A esta altura de la historia mucho es lo que se sabe de la tortuosa y singular relación que mantuvo el corso genial con la alegre y libertina viuda, seis años mayor que él y madre de dos niños, de la cual se prendó y desposó al poco tiempo de conocerla. Muchos se burlaron de él por "pagar por lo que todos obtenían gratis" casándose con ella. Sin embargo el arribista militar provinciano usó muy en su favor su matrimonio con la aburguesada viuda venida a menos al conseguir –por influencia de uno de los ex - amantes de ésta- su nombramiento como general en jefe del ejercito de los Alpes y emprender así su descollante carrera de éxitos militares.
“No le amo, en absoluto; por el contrario, le detesto, -reclama en una de sus cartas Monsieur Bonaparte a doña Josefina- usted es una sin importancia, desgarbada, tonta Cenicienta. Usted nunca me escribe; usted no ama a su propio marido; usted sabe qué placeres las letras le dan, pero ¡aun así usted no le ha escrito seis líneas, informales, a las corridas!
¿Qué usted hace todo el día, señora? ¿Cuál es el asunto tan importante que no le deja tiempo para escribir a su amante devoto? ¿Qué afecto sofoca y pone a un lado el amor, el amor tierno y constante amor que usted le prometió? ¿De qué clase maravillosa puede ser, qué nuevo amante reina sobre sus días, y evita darle cualquier atención a su marido? ¡Josefina, tenga cuidado! Una placentera noche, las puertas se abrirán de par en par y allí estaré. (…)Espero dentro de poco tiempo estrujarla entre mis brazos y cubrirla con un millón de besos debajo del ecuador.”

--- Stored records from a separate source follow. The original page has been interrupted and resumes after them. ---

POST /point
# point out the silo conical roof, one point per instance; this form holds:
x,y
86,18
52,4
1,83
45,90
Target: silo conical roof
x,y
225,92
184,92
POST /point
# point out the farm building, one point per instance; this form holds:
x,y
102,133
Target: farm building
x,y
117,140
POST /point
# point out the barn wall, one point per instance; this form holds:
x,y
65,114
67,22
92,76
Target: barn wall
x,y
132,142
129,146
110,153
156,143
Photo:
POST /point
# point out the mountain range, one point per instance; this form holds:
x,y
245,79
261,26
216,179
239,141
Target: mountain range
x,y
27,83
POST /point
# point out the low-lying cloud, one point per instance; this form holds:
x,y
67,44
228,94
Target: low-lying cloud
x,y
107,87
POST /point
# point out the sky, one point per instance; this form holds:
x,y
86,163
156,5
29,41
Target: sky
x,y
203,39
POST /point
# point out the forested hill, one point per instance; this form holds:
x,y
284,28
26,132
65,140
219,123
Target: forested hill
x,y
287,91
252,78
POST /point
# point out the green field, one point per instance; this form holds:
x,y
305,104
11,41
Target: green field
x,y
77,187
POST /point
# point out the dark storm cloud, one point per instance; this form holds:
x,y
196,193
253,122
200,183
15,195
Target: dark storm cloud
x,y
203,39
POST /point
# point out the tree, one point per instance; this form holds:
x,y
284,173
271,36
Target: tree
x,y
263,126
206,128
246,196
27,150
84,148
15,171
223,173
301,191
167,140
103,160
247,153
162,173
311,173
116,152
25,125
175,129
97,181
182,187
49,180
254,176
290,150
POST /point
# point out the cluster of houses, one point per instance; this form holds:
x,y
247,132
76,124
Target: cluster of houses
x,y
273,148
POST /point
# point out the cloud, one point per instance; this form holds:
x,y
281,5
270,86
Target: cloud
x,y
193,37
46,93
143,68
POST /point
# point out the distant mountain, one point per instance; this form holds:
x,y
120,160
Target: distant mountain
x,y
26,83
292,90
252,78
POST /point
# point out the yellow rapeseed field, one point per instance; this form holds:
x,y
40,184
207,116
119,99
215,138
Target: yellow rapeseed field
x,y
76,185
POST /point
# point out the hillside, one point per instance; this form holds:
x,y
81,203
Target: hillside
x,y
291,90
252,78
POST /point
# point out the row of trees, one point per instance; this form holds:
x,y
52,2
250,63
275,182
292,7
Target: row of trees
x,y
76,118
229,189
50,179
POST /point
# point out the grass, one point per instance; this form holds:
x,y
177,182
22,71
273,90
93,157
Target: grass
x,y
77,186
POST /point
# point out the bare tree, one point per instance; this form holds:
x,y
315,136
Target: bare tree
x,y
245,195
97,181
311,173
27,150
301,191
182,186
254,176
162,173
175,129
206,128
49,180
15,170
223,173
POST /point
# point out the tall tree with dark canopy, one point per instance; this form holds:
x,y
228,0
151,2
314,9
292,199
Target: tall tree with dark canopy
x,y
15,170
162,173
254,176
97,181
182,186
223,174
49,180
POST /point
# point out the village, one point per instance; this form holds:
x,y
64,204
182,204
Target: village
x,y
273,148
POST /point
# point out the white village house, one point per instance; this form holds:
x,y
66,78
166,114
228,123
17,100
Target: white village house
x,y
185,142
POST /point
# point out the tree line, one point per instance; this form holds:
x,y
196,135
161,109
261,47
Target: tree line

Tal era el amor que profesaba Napoleón a Josefina. Y sin embargo esto no fue óbice para que ella le engañara repetidamente y con varios amantes (como quedó demostrado en las cartas que interceptaron y publicaron diarios ingleses para vergüenza del Emperador). Tampoco para que Napoleón hiciera lo mismo, ni para que años después solicitara el divorcio a Josefina -en una movida que tuvo mucho de política- para casarse con la jovencísima y casta Maria Luisa de Habsburgo (“de Austria” dirían los españoles), emparentándose así el plebeyo militar revolucionario con una de las más tradicionales casas reales europeas. Dicen que en aquella oportunidad Napoleón salió a las afueras de Paris a esperar a su bellísima segunda esposa a quien embarazó casi de inmediato, consiguiendo el heredero que tanto había reclamado a Josefina. Lo que son las cosas, Maria Luisa sin embargo no quiso acompañar al Emperador a sus destierros en Elba y Santa Elena, mientras Josefina agonizaba en Malmasion diciendo: “la primera esposa no hizo derramar una sola lágrima al Emperador”.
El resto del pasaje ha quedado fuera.